Question of the Week: 7/23/2008
In past NEoWave TRADING reports you have talked about market declines being faster than rallies or vice versa. Can you explain how you determine such things?
Answer:
It is a NEoWave axiom that markets always move the fastest in the direction of the psychological trend (which can be independent of the price trend). For example, if Gold rallies $100 in 100 days, then declines $50 in the next 100 days, the psychological trend is up.
Where NEoWave diverges from orthodox Elliott Wave, and most practitioners of technical analysis, is that this concept holds true EVEN IF the move in the direction of the trend is smaller. For example, if Gold rallies $100 in 100 days, and then is followed by a $150 decline over 200 days, NEoWave still assumes the psychological "trend" is UP because the $100 up move has a greater price/time ratio. Under NEoWave, the faster $100 move is "with the trend" (probably wave-A of a Flat in this case) even though it is smaller in price. The $150 move is slower, so usually "counter-trend" and will probably wave-B of a Flat in this situation.

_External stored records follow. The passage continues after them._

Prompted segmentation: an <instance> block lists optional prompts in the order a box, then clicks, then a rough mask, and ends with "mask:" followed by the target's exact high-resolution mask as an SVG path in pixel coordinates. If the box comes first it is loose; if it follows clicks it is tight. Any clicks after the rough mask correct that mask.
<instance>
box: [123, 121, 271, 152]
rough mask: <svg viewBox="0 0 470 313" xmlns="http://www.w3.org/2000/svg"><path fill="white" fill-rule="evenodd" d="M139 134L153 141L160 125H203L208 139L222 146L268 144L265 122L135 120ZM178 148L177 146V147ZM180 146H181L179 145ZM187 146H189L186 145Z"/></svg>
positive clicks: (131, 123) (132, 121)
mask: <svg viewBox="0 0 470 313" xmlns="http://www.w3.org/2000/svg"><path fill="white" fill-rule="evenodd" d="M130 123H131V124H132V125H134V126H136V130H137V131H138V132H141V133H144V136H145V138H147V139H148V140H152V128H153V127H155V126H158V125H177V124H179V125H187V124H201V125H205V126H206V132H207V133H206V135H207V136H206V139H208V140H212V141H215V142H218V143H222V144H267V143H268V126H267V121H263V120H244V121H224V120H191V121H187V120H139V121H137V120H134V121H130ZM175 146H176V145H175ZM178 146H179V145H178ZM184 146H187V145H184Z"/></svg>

When I study wave charts, what is MOST important and what I look for first is the largest, fastest move on the chart. That is where I then begin my analysis. From there I make the assumption that largest, fastest move is WITH the trend (which means it must be wave-1, 3, 5, A, C, E, G or I and cannot be wave-2, 4, B, D, F, H or X). By applying time and retracement rules to what is left, you can almost always begin your wave analysis from the right place with the correct labels. This is the reason I virtually never have alternate wave counts on my Forecasting services (unlike most orthodox Elliott Wave practitioners) and why my wave counts usually stay on track for such long periods.